About 80 planes are required to compete effectively with Qantas on the domestic routes, sources said. How quickly the planes returned to the skies will be led by demand and border openings.
The 2000 job cuts number was earmarked by BGH Capital, which wasn’t included in the final two bidders, and included heavy cuts from the head office, a source with knowledge of the process said.
It would be less if international flying were resumed, the source said, noting the private equity firm had also committed to paying full redundancies and entitlements.
BGH revised its forecasts for domestic flights upwards in recent days after Qantas put on its full schedule of flights. It expected to have a minimum of 30 planes flying as early as July.
Chief executive Paul Scurrah had begun a cost-cutting program, which was due to be completed by July this year.
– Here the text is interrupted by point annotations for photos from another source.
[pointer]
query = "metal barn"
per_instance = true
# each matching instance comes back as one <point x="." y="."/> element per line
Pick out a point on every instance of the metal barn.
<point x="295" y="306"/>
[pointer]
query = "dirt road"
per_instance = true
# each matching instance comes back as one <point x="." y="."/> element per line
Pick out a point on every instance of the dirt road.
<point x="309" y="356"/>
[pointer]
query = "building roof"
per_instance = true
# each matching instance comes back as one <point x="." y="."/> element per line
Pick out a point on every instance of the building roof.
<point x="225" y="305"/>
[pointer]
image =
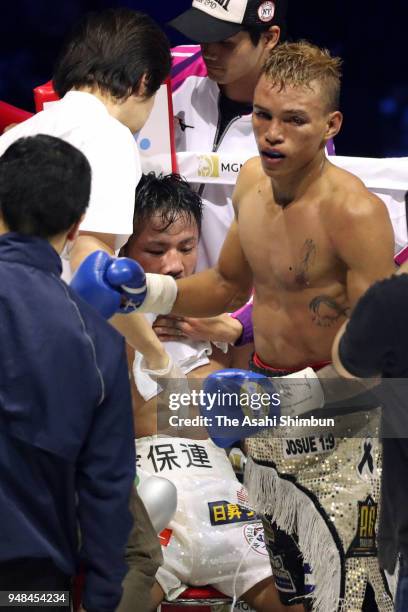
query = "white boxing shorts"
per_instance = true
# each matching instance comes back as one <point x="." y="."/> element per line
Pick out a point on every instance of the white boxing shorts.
<point x="213" y="527"/>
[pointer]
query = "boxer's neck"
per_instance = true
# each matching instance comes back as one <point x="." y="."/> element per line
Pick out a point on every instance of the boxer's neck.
<point x="288" y="189"/>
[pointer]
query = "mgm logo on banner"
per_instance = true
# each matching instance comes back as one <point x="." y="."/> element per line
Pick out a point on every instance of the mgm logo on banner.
<point x="212" y="166"/>
<point x="209" y="165"/>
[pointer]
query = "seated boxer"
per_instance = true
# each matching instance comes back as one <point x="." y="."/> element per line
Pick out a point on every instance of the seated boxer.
<point x="213" y="526"/>
<point x="310" y="239"/>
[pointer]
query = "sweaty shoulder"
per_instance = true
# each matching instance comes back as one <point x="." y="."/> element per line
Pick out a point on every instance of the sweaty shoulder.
<point x="347" y="200"/>
<point x="250" y="173"/>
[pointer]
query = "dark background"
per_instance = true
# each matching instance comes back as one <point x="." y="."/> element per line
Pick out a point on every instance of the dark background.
<point x="369" y="36"/>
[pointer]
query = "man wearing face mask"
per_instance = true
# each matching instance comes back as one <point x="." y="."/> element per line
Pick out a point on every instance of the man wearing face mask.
<point x="213" y="98"/>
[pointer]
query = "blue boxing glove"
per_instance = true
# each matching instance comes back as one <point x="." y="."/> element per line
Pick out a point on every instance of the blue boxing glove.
<point x="110" y="284"/>
<point x="128" y="277"/>
<point x="238" y="404"/>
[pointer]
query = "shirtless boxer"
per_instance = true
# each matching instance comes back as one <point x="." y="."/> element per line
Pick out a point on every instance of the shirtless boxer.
<point x="324" y="239"/>
<point x="167" y="225"/>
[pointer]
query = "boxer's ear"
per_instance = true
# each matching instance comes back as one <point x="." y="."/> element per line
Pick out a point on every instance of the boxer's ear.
<point x="333" y="125"/>
<point x="74" y="229"/>
<point x="270" y="38"/>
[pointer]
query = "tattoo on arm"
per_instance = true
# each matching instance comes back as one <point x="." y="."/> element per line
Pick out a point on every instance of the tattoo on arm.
<point x="326" y="312"/>
<point x="307" y="259"/>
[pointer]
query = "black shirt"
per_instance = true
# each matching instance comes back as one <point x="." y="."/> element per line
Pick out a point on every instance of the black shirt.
<point x="376" y="342"/>
<point x="66" y="434"/>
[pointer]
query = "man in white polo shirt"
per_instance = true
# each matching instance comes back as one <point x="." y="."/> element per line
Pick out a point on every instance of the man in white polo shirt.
<point x="107" y="77"/>
<point x="213" y="92"/>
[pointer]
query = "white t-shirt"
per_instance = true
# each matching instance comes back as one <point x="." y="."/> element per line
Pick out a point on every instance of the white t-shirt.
<point x="83" y="120"/>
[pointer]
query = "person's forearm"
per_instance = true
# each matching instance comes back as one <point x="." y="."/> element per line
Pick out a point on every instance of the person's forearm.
<point x="208" y="293"/>
<point x="139" y="334"/>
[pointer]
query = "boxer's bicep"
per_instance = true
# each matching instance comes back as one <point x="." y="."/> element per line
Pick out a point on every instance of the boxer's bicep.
<point x="233" y="266"/>
<point x="88" y="242"/>
<point x="364" y="241"/>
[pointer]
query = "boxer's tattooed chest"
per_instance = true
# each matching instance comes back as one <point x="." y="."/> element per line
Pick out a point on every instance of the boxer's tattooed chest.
<point x="326" y="312"/>
<point x="307" y="259"/>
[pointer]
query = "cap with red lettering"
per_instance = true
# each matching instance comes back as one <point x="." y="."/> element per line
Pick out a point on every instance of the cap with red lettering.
<point x="215" y="20"/>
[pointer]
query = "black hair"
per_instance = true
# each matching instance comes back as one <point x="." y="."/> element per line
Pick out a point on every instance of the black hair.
<point x="169" y="196"/>
<point x="113" y="50"/>
<point x="45" y="185"/>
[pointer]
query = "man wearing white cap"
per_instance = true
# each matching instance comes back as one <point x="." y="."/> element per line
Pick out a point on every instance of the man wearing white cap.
<point x="213" y="98"/>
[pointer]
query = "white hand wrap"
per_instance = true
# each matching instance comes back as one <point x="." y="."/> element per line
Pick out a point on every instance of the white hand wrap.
<point x="170" y="379"/>
<point x="161" y="294"/>
<point x="300" y="392"/>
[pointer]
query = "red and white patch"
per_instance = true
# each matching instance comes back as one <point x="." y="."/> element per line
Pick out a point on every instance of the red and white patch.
<point x="266" y="11"/>
<point x="165" y="536"/>
<point x="253" y="533"/>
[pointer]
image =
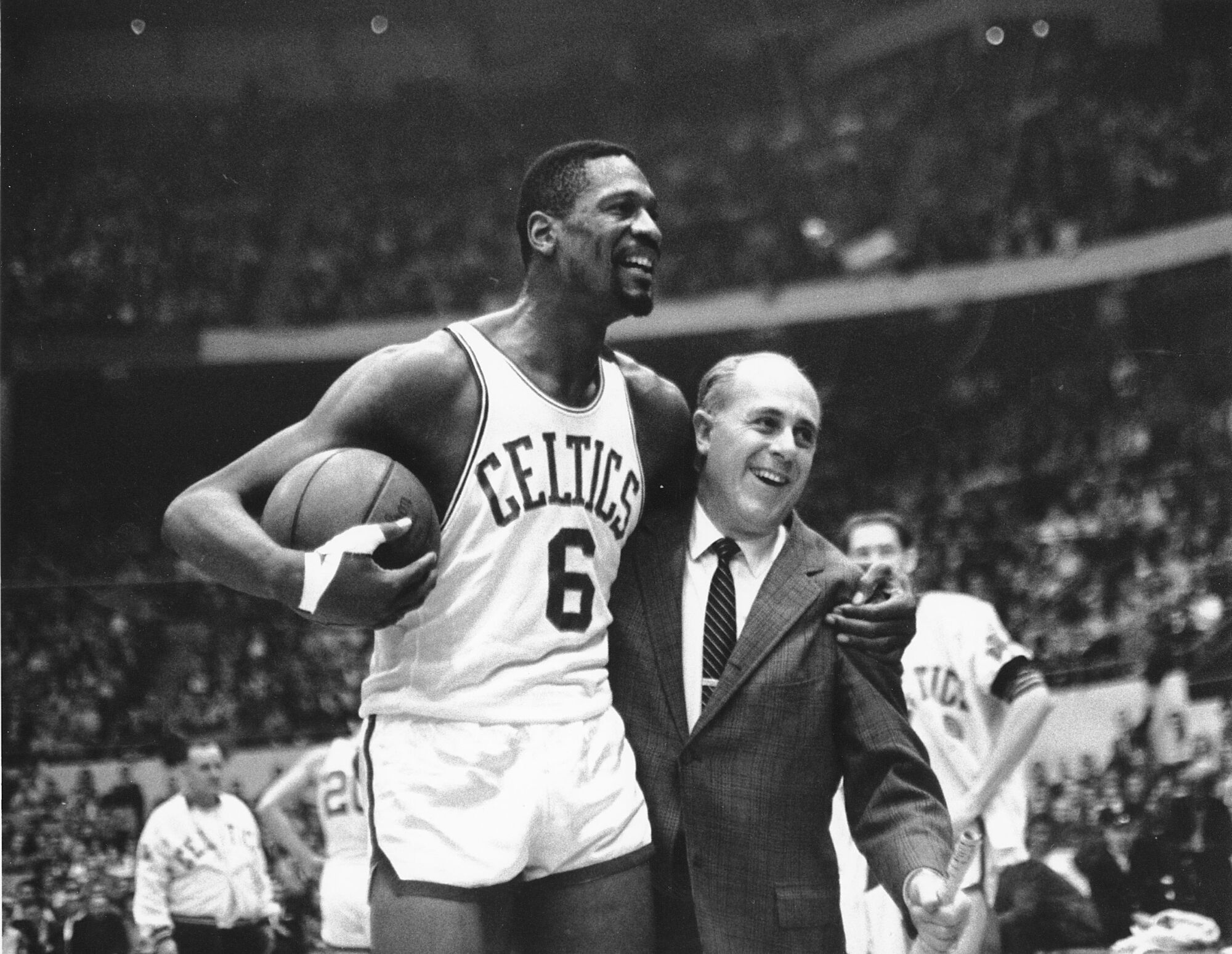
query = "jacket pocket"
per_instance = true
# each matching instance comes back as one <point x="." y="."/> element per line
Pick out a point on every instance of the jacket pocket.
<point x="798" y="907"/>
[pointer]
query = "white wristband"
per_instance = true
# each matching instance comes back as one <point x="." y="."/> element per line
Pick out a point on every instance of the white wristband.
<point x="320" y="570"/>
<point x="322" y="564"/>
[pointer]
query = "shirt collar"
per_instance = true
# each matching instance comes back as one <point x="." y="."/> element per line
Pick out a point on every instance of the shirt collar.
<point x="703" y="536"/>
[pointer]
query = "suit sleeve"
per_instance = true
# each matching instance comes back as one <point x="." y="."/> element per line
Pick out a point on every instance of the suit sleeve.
<point x="895" y="807"/>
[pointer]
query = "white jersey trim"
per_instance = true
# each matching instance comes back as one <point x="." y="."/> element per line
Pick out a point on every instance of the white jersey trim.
<point x="477" y="438"/>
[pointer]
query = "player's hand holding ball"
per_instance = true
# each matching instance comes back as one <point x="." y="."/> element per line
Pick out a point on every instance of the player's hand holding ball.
<point x="370" y="533"/>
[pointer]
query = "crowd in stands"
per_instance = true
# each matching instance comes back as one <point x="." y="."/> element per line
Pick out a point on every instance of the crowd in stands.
<point x="262" y="213"/>
<point x="1113" y="838"/>
<point x="1118" y="840"/>
<point x="1080" y="480"/>
<point x="1077" y="474"/>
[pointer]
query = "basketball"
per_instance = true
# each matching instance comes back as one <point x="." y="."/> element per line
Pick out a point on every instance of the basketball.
<point x="336" y="490"/>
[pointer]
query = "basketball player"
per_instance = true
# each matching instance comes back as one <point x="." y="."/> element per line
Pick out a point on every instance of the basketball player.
<point x="497" y="770"/>
<point x="978" y="702"/>
<point x="332" y="772"/>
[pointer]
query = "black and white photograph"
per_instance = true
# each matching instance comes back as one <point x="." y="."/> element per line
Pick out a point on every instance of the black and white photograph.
<point x="686" y="478"/>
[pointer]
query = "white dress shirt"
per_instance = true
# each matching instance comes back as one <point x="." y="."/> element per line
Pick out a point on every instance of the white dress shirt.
<point x="750" y="570"/>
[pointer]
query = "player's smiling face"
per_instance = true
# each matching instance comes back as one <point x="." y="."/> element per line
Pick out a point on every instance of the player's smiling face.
<point x="758" y="446"/>
<point x="610" y="238"/>
<point x="879" y="543"/>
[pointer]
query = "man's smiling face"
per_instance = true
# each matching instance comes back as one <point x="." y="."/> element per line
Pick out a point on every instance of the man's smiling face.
<point x="758" y="443"/>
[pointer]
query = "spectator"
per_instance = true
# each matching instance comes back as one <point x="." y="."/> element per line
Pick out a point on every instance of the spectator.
<point x="1038" y="909"/>
<point x="34" y="919"/>
<point x="1108" y="867"/>
<point x="99" y="929"/>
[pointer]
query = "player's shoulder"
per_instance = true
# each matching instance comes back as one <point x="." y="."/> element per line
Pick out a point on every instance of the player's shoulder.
<point x="960" y="606"/>
<point x="433" y="373"/>
<point x="647" y="386"/>
<point x="665" y="430"/>
<point x="436" y="363"/>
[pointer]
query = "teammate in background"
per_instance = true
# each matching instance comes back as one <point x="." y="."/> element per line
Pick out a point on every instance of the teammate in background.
<point x="978" y="702"/>
<point x="203" y="886"/>
<point x="497" y="771"/>
<point x="332" y="772"/>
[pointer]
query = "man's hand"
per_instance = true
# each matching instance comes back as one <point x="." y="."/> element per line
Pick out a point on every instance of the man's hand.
<point x="880" y="619"/>
<point x="360" y="593"/>
<point x="938" y="923"/>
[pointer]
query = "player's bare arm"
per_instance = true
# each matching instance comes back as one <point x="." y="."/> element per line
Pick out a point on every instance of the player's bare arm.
<point x="1024" y="718"/>
<point x="665" y="433"/>
<point x="417" y="404"/>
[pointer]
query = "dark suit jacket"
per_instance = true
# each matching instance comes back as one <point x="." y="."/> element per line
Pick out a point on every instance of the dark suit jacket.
<point x="751" y="788"/>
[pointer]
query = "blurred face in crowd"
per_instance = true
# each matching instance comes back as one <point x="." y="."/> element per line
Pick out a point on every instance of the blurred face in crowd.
<point x="1121" y="836"/>
<point x="204" y="775"/>
<point x="878" y="543"/>
<point x="608" y="243"/>
<point x="1039" y="839"/>
<point x="757" y="441"/>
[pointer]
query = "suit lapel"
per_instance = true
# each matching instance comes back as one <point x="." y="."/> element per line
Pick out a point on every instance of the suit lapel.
<point x="798" y="579"/>
<point x="661" y="577"/>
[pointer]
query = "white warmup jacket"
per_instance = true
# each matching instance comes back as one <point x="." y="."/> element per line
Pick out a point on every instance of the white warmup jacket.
<point x="203" y="866"/>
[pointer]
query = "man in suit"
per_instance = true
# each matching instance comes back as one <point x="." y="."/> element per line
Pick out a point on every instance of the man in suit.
<point x="745" y="712"/>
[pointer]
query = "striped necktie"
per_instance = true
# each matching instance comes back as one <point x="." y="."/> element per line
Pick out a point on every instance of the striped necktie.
<point x="719" y="637"/>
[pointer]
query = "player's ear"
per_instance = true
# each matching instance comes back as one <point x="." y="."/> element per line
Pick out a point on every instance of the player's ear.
<point x="541" y="234"/>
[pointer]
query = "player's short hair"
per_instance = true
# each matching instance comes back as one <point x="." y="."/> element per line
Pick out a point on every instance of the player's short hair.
<point x="554" y="182"/>
<point x="906" y="534"/>
<point x="713" y="389"/>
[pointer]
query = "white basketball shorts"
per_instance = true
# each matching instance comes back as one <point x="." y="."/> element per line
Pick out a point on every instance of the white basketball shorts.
<point x="474" y="805"/>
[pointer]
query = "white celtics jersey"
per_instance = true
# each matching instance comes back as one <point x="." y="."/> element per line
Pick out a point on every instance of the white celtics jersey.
<point x="341" y="804"/>
<point x="517" y="628"/>
<point x="949" y="670"/>
<point x="344" y="881"/>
Mr Scurrah flagged 750 jobs would be cut, but only about 500 were completed before the company reduced capacity and grounded planes in the first quarter of the year.
In March, the airline announced it would cut 1000 roles in Tigerair and Virgin’s New Zealand base. Those jobs were cut.
Bidders also spoke to the management team on Wednesday.
Management forecasts for the airline include a scenario where domestic capacity will be back to normal by December this year, and international capacity should be close to 70 per cent.
The meetings came as Virgin chief Paul Scurrah criticised the Queensland government for failing to consider the airline as a carrier to operate flights between Brisbane and the Whitsundays.
“As the national carrier based in Queensland, we were disappointed not to be contacted nor considered for this flying. Our crew are eager to get back flying and will be incredibly disappointed not to be included. We would welcome contact from the Queensland Government on this,” Mr Scurrah said in a statement.
The deadline for binding offers has been extended to June 22.
Brookfield, which was knocked out of the final round and has raised concerns about the process being too rushed, wanted at least two more weeks before submitting a bid.
Deloitte is still planning to receive closing bids by June 30 and hold a creditors meeting in mid-August.